Certain information contained in this press release constitutes “forward-looking information”, within the meaning of Canadian legislation. Generally, these forward-looking statements can be identified by the use of forward-looking terminology such as “plans”, “expects” or “does not expect”, “is expected”, “budget”, “scheduled”, “estimates”, “forecasts”, “intends”, “anticipates” or “does not anticipate”, or “believes”, or variations of such words and phrases or state that certain actions, events or results “may”, “could”, “would”, “might” or “will be taken”, “occur”, “be achieved” or “has the potential to”. Forward looking statements contained in this press release may include statements regarding the future operating or financial performance of Fission 3.0 Corp. which involve known and unknown risks and uncertainties which may not prove to be accurate.
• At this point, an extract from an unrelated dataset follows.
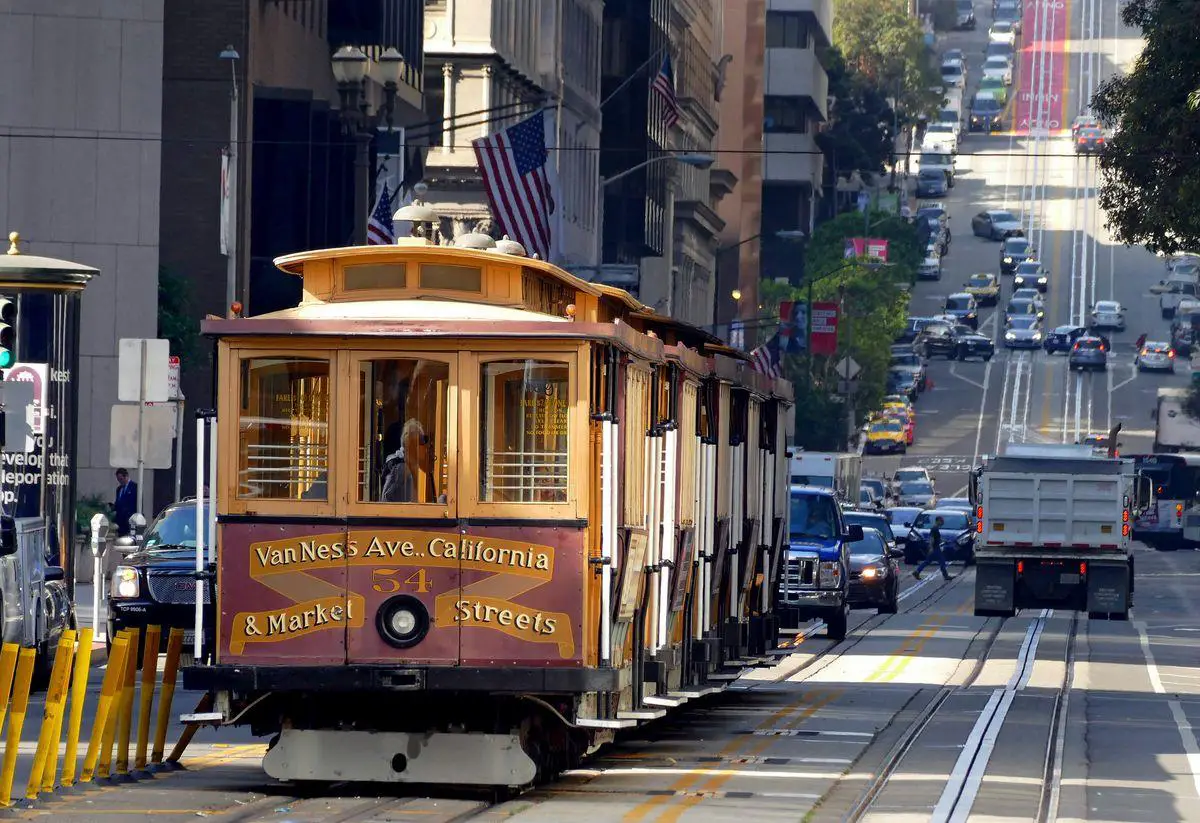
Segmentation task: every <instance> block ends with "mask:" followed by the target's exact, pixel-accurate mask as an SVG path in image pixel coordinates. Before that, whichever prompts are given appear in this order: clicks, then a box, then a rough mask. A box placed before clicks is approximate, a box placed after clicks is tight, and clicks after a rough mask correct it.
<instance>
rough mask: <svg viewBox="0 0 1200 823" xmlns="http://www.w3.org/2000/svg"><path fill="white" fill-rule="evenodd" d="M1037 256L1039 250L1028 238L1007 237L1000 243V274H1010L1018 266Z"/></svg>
mask: <svg viewBox="0 0 1200 823" xmlns="http://www.w3.org/2000/svg"><path fill="white" fill-rule="evenodd" d="M1037 256H1038V251H1037V250H1036V248H1034V247H1033V244H1032V242H1030V241H1028V240H1027V239H1026V238H1016V236H1010V238H1006V239H1004V242H1002V244H1001V245H1000V274H1002V275H1010V274H1013V272H1014V271H1015V270H1016V266H1019V265H1020V264H1022V263H1025V262H1026V260H1028V259H1030V258H1036V257H1037Z"/></svg>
Actual results and outcomes may differ materially from what is expressed or forecasted in these forward-looking statements. Such statements are qualified in their entirety by the inherent risks and uncertainties surrounding future expectations. Among those factors which could cause actual results to differ materially are the following: market conditions and other risk factors listed from time to time in our reports filed with Canadian securities regulators on SEDAR at www.sedar.com. The forward-looking statements included in this press release are made as of the date of this press release and Fission 3.0 Corp. disclaim any intention or obligation to update or revise any forward-looking statements, whether as a result of new information, future events or otherwise, except as expressly required by applicable securities legislation.
Neither TSX Venture Exchange nor its Regulation Services Provider (as that term is defined in the policies of the TSX Venture Exchange) accepts responsibility for the adequacy or accuracy of this release.